1. Field of the Invention
The present invention relates to an LED assembly, and more particularly to an LED assembly comprising an electrostatic-leading structure for preventing static electricity accumulation thereon.
2. Description of Related Art
LEDs have been available since the early 1960's. Because of their relatively high light-emitting efficiency, LED usage has increased in popularity in a variety of applications, such as residential, traffic, commercial, and industrial settings. In such applications, for sufficient light output, a plurality of LED modules is incorporated in a housing which supports mounting of the LED modules thereon, and also as a heat sink dissipating heat generated by the LED modules to an atmosphere ambient. Generally, most conventional LED modules are silicon printed circuit boards with multiple LEDs fixed thereon.

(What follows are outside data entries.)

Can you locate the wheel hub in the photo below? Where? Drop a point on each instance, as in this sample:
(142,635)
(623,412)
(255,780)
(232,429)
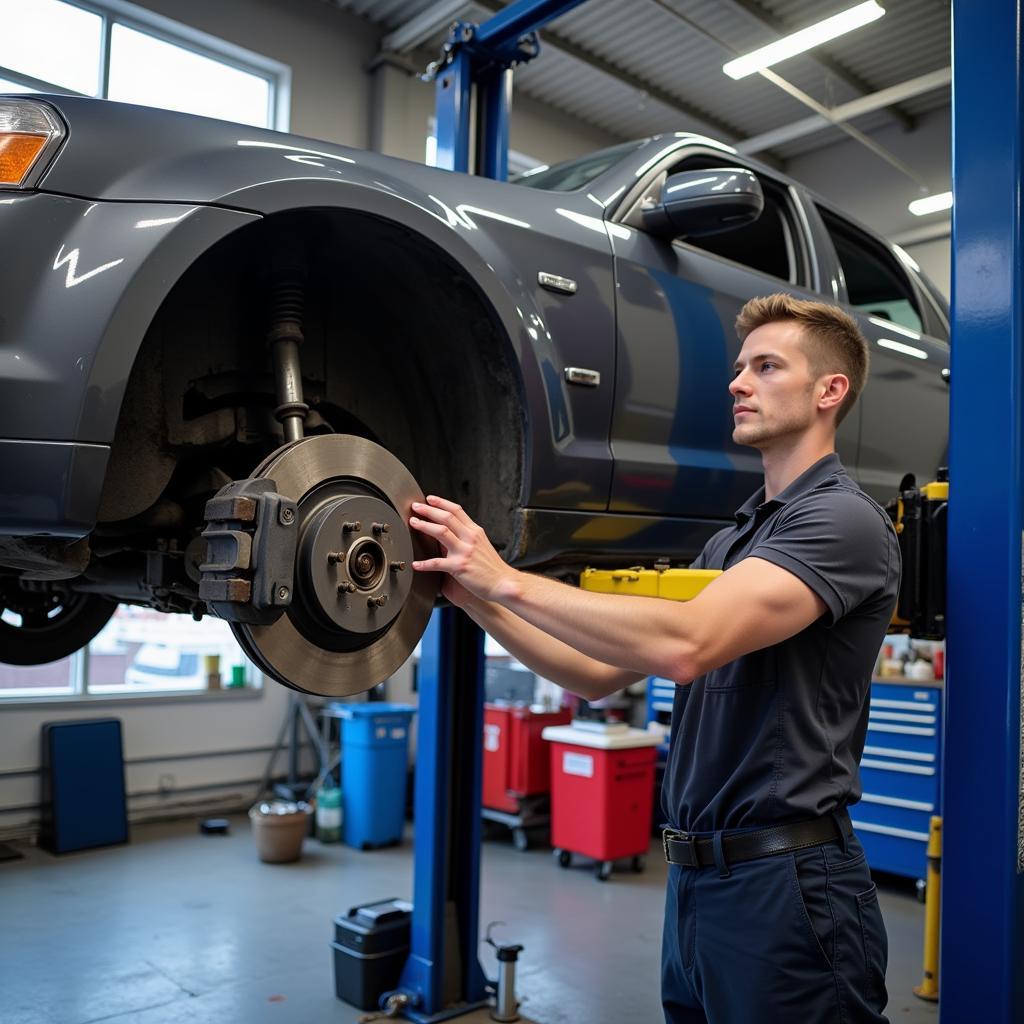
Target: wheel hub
(358,607)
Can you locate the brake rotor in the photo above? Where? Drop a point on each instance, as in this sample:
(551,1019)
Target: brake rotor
(358,608)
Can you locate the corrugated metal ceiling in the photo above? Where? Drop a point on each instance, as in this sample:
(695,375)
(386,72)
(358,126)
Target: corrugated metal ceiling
(635,68)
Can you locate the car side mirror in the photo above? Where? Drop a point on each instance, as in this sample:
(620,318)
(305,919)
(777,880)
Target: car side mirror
(695,203)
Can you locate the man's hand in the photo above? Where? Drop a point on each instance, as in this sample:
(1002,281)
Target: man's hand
(469,557)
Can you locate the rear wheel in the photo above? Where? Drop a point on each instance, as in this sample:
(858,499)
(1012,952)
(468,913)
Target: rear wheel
(38,627)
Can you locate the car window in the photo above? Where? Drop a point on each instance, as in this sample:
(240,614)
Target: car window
(875,282)
(769,244)
(574,174)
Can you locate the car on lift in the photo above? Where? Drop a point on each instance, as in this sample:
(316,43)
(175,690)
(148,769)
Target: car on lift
(188,302)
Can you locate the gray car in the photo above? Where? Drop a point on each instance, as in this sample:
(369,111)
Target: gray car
(187,302)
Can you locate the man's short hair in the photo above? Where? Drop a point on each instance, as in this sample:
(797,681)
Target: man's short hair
(834,341)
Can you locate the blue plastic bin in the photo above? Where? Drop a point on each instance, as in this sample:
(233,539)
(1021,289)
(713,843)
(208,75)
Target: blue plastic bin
(375,766)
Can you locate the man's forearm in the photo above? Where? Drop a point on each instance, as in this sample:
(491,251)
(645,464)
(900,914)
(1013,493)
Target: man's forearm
(641,635)
(548,656)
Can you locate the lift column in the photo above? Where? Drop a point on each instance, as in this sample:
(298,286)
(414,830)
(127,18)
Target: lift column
(442,977)
(982,963)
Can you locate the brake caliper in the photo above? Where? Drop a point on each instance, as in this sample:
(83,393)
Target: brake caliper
(251,532)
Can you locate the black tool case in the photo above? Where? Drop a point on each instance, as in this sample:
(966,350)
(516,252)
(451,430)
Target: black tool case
(371,945)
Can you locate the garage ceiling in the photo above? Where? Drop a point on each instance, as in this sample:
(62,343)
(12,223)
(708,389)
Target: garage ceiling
(643,67)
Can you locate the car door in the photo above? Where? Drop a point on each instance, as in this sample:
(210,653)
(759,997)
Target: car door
(677,303)
(905,403)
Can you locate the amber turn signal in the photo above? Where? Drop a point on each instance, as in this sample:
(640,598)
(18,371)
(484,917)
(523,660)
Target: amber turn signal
(17,154)
(31,132)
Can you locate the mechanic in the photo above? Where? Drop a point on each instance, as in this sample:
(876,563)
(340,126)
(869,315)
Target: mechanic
(771,914)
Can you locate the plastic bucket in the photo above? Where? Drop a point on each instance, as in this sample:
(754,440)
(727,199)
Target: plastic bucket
(279,836)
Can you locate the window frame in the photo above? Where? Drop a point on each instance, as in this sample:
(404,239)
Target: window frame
(79,693)
(176,34)
(824,211)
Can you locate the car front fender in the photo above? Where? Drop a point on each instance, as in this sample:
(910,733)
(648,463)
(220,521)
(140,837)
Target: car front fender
(80,288)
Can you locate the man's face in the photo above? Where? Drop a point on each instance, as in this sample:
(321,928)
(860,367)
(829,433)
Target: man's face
(773,392)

Recently, there has been proposed an LED module substituting a metal printed circuit board for the conventional board, to improve heat dissipation therefrom, thereby allowing increased density of arrangement of the LEDs on the printed circuit board, thus enhancing overall light output per LED module. The metal printed circuit board requires electrical insulation from the LEDs, preventing electrical communication therebetween. Among the many attempts at insulating the metal printed circuit board from the LEDs, one example thereof sequentially forms a first insulating layer, an electrically conductive layer, and a second insulating layer on the metal printed circuit board. The first insulating layer insulates the metal printed circuit board from the electrically conductive layer, which is directly connected to electrode leads of the LEDs, supplying current thereto, the second insulating layer overlays the electrically conductive layer to prevent contact between the electrically conductive layer and other electrical terminals, which may disturb normal operation of the LEDs if in electrical connection with the electrically conductive layer. A plurality of screws with insulating washers sleeved thereon extends through the metal printed circuit board to thereby attach the LED modules to the housing.
When the LED module is tested under a high voltage value by a testing device for determining electrical parameters thereof, or after being utilized for a long period as a light source in an LED lamp, there arises a probability that static electricity may be unexpectedly generated on an external surface of the second insulating layer. Since the washers, often of electrically insulating plastic material, are present between the screws and the external surface of the second insulating layer, the external surface of the second insulating layer can be substantially insulated from the screws. The static electricity on the external surface of the second insulating layer cannot be evacuated by the screws to ground, but will remain and accumulate gradually. A significant electrostatic discharge (ESD) may therefore occur in the LED module when accumulated static electricity reaches a critical value, and current may flow into the LEDs from the electrostatic discharge, resulting in malfunction or damage to the LEDs.
What is needed, therefore, is a method for mounting an LED module on a support which can overcome the described limitations.